🤖 AI Summary
This study addresses the limited research credibility of existing synthetic electronic health records, which often suffer from inconsistencies between clinical processes and observations. The authors propose a two-stage integrated pipeline: first, a knowledge-guided generative model simulates high-fidelity patient trajectories by modeling nearly 32,000 clinical events; second, a large language model–based automated auditing module detects clinical contradictions, such as contraindicated medication prescriptions. Evaluated on 18,071 synthetic records, the method achieves high statistical fidelity (R² = 0.99), substantially reduces clinical inconsistencies, and enables downstream task performance comparable to or better than that achieved with real data—all without privacy leakage risks (F1 = 0.51).
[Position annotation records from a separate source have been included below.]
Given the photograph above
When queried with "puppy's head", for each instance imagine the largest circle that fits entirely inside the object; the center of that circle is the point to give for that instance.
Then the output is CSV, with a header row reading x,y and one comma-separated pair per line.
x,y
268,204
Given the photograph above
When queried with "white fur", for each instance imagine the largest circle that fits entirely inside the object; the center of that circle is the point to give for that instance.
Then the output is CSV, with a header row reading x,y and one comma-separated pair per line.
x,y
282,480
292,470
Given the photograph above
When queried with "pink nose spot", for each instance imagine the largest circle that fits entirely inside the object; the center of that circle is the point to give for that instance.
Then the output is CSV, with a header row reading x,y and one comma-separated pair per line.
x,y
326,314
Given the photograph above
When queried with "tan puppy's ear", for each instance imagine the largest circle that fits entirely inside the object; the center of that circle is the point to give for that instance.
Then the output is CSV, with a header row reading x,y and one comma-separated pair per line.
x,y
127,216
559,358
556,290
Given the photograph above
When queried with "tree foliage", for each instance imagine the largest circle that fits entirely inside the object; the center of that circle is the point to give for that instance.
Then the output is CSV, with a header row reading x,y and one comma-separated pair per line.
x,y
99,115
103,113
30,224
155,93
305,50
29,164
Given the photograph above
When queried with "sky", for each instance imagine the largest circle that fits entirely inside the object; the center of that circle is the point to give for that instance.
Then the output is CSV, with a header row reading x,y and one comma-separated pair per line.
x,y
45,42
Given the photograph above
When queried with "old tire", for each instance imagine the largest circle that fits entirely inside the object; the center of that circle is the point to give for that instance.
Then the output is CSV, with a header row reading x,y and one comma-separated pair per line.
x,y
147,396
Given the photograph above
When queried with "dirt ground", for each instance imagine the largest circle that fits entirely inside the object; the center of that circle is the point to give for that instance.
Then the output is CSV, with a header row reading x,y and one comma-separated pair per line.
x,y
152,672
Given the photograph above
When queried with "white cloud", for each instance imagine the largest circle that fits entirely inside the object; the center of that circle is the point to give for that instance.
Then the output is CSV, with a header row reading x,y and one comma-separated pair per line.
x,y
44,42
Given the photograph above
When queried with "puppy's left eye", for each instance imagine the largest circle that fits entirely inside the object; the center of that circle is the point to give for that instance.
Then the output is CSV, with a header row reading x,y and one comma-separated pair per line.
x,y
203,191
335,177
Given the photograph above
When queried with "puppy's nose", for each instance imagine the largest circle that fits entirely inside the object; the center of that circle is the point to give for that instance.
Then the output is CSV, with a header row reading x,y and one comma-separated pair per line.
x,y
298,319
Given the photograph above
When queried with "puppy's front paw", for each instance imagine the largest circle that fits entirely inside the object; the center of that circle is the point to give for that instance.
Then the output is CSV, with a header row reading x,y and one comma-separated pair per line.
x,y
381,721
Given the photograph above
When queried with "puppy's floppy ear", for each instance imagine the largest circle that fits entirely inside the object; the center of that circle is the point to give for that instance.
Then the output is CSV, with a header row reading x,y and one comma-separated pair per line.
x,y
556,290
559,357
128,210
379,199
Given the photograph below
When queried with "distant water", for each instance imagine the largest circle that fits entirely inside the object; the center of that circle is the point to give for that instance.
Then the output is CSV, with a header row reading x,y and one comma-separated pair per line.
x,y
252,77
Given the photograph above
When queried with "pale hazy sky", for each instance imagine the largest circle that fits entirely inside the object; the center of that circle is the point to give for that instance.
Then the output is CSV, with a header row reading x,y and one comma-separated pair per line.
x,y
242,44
This work represents the first integration of knowledge-guided generation with LLM-driven clinical consistency auditing, significantly enhancing the clinical plausibility of synthetic medical records.
📝 Abstract
Access to electronic health records (EHRs) for digital health research is often limited by privacy regulations and institutional barriers. Synthetic EHRs have been proposed as a way to enable safe and sovereign data sharing; however, existing methods may produce records that capture overall statistical properties of real data but present inconsistencies across clinical processes and observations. We developed an integrated pipeline to make synthetic patient trajectories clinically consistent through two synergistic steps: high-fidelity generation and scalable auditing. Using the MIMIC-IV database, we trained a knowledge-grounded generative model that represents nearly 32,000 distinct clinical events, including demographics, laboratory measurements, medications, procedures, and diagnoses, while enforcing structural integrity. To support clinical consistency at scale, we incorporated an automated auditing module leveraging large language models to filter out clinical inconsistencies (e.g., contraindicated medications) that escape probabilistic generation. We generated 18,071 synthetic patient records derived from a source cohort of 180,712 real patients. While synthetic clinical event probabilities demonstrated robust agreement (mean bias effectively 0.00) and high correlation (R2=0.99) with the real counterparts, review of a random sample of synthetic records (N=20) by three clinicians identified inconsistencies in 45-60% of them. Automated auditing reduced the difference between real and synthetic data (Cohen's effect size d between 0.59 and 1.60 before auditing, and between 0.18 and 0.67 after auditing). Downstream models trained on audited data matched or even exceeded real-data performance. We found no evidence of privacy risks, with membership inference performance indistinguishable from random guessing (F1-score=0.51).